Innovation is the watchword by which Littelfuse, Inc. climbed the ladder of the fuse industry. A desire to continue that trajectory is one of the many reasons Littelfuse collaborated with the Research Park and Fox/Atkins Development Corporation to create a customized 14,500-square-foot, stand-alone research and development center.
The building’s crown jewel is the company’s state-of-the-art High Power Testing Lab, which is positioned to accelerate Littelfuse’s product development efforts and support customers’ product testing requirements.
Littelfuse designs and manufactures fuses and other circuit protection devices for virtually every product that uses electrical energy, including consumer electronics, automobiles, and industrial equipment. The company has made more than a physical investment in the engineering facility; it also relocated some of its top talent from a Chicago-area location.
“This technology center is a physical reminder of that commitment to continuing that rich history with research and development at the heart of it,” said Littelfuse CEO, Gordon Hunter. At its 2011 grand opening, Hunter described the facility as a “conduit for Littelfuse to continue to imagine new solutions that will better protect both existing and emerging technologies.” Hunter also called its location at the University of Illinois Research Park “strategic.”
Littelfuse products are used in a variety of devices, ranging from cell phones to solar power systems and from gaming consoles to flat-screen TVs. In 2010 alone, Littelfuse products were in 7 billion devices manufactured worldwide. Its fuses help keep those devices safe and reliable by controlling the distribution of their electrical energy. Key to the selection of the Research Park for the high-power testing lab were the opportunities for collaboration with the University of Illinois, both with faculty and students in the Grainger College of Engineering.
“Working together, our universities and industry can develop strategies to strengthen the skills of a future workforce,” Hunter said. “The High Power Testing Lab is the cornerstone of those collaborative opportunities. The company has made the lab available to support the University’s power engineering curriculum.”

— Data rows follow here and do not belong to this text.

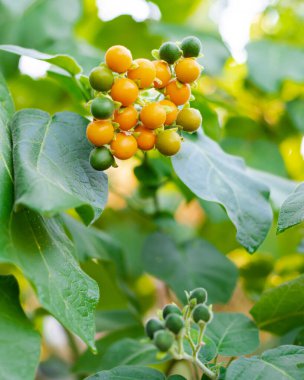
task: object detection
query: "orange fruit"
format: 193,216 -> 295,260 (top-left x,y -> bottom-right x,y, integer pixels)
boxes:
153,60 -> 171,89
86,120 -> 114,146
135,126 -> 156,151
165,79 -> 191,106
114,105 -> 138,131
140,102 -> 166,130
127,58 -> 156,88
159,99 -> 178,125
111,78 -> 139,106
175,58 -> 201,83
105,45 -> 132,73
110,132 -> 138,160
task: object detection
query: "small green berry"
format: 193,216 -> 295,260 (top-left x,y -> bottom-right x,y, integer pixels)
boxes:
159,42 -> 182,64
145,318 -> 164,339
153,330 -> 175,352
163,304 -> 182,319
192,304 -> 212,324
189,288 -> 207,305
180,36 -> 202,58
165,314 -> 184,335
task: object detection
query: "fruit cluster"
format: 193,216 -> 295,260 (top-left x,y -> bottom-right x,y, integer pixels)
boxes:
145,288 -> 213,354
87,36 -> 203,171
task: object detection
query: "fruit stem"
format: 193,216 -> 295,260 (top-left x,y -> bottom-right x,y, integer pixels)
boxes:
183,353 -> 217,380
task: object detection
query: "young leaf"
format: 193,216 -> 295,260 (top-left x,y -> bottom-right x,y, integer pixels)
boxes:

“It’s difficult for most people, including engineers, to comprehend the incredible damage that would be created if electrical power is not safely controlled. By locating the High Power Testing Lab and its unique capabilities on campus, students can witness this type of scenario in real life in a safe environment,” said Dal Ferbert, Vice President and General Manager of the Electrical Division at Littelfuse. “This is where theory and practice intersect. This is the future, and we’re extremely proud to be a part of it.”